I worked so hard to lose a ton of weight, only to watch pounds creep back on because Sees, Fritos, Baskin Robbins Pralines and Cream, Cosco pizza, White Castles and Cheddar Cheese Popcornopolis don’t make “lite” products.
Still, I decided to start a 6:30 a.m. routine of hiking two miles of trails around my neighborhood.
After walking and loyally tracking my WW points for a week, I already dropped five pounds, which trumpets the amount of indulgence it takes to chase away the stay-at-home blues.
But I’m so over that.
Sadly, my canine buddy can’t go, and my busy husband can be inconsistent.
My dog recently received a direct hit from a skunk and somehow injured her soon-to-be $3,000 (that’s right) repaired leg trying to make a get-away. Now she can’t go with me for awhile—at least not until she stops limping or all the greedy payments are met.
Still, the fun thing about walking alone at 6:30 in the morning are the serendipitous adventures.
On a recent morning, I walked past what was left of a rabbit. Whatever chomped it, gave the tiny mammal a swift death at the thigh with only two feet and the tail remaining intact. There was no other sign of a scuffle, nor was it messy. It almost looked like a cartoon prank laying there.
Seeing something like that makes my mind wander.
What wild pursuit happened in the sleeping hours of the night? The rabbit had to have met one of our German Shepard-size coyotes seen around the trails. Our canyon hawks and owls are more fastidious. They like to delicately devour piece by piece, but this poor little bunny had a clean break from the rest of its body and I’m pretty sure no one has spotted a cougar or bear in these parts for about a century.
On a happier note, every other day, I don rubber gloves and carry a trash bag along the way, but passersby always seem to give a wide berth to that wet-Mission-masked kook in the Peruvian wide-brim hat scrounging for cigarette butts.
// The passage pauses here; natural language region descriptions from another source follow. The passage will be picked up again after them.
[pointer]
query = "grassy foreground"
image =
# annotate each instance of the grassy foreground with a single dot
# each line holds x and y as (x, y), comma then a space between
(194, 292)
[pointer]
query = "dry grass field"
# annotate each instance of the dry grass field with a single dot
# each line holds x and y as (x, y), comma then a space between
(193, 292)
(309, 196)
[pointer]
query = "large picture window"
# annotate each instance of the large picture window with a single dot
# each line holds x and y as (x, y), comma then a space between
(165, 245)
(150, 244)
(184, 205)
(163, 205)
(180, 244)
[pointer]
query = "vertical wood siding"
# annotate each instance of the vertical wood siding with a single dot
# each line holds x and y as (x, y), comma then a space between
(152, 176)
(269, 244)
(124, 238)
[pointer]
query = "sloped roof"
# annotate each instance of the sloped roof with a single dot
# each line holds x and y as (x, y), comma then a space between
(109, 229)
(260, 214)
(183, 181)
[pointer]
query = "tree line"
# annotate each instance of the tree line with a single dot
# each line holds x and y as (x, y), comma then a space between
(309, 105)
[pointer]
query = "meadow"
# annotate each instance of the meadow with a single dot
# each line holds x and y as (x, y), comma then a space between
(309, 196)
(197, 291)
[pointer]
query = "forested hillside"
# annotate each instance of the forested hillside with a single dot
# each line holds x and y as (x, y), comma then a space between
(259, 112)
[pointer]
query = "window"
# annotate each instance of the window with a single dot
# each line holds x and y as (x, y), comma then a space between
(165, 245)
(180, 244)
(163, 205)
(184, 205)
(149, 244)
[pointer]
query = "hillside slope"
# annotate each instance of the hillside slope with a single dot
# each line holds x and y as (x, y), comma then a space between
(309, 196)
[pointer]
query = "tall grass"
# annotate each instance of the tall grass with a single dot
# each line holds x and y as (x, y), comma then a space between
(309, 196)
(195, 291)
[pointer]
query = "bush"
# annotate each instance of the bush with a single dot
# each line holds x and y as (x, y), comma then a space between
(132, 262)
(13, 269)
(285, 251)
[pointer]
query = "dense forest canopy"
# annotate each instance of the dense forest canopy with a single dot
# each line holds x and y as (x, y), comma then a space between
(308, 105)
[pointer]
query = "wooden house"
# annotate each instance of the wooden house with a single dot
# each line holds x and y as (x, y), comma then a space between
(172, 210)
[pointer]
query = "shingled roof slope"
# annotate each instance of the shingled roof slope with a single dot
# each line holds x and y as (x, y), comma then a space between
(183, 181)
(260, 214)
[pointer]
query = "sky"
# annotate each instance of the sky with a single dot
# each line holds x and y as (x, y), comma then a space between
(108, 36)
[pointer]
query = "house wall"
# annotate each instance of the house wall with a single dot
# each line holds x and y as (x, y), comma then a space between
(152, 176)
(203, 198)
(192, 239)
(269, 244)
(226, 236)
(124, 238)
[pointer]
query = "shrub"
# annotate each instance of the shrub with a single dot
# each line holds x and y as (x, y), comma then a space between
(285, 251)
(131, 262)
Further up the trail, I’ve made the acquaintance of a frisky Great Dane puppy dying to say “hello” with a wag of his thick, sinewy tail and gargantuan paws that say, “Come to me; I want to knock you down because I love you sooo much.”
I also stop for bunnies.
The other day I had a lovely conversation with three cottontails that seemed to be hanging on every word. Sadly, I jumped out of my own skin and scared them away after realizing another lady hiker had been quietly hanging 6-feet back from me on the secluded path watching the whole oddball show.
I asked a passing gentleman walking his German Short hair if his dog was a good hunter. I got a better come back than I anticipated.
The man told me his dog was a retired bomb sniffer given to him by his nephew who was a federal agent. He lifted the dog’s velvety, large left ear and showed me the identification tattoo indicating the canine was, in fact, a very special hero.
I walk past strongly scented eucalyptus shavings, that according to Miraleste Parks and Rec, are available to anyone who wants to drag a pile home. Otherwise the mounds are dispersed by workers to give the trails a soft, cushy tread.
One 5-foot-high mound had the markings of bicycle tracks going up and over the top. Seeing those marks reminded me of my own dirt bike days trying to keep up with the antics of my Flying Tiger motorcycle club buddies flying along desert trails and mountain roads. I was always the slowest, but then again, I still have all my teeth.
Going on the hilly, 2-mile morning walk has other meanings for me.
On the day this column is published, at 1:21 p.m. I will turn 70. And by golly, I’d rather be hiking with all my many eccentricities than putting another coat of varnish on the old, stodgy rocking chair in the corner.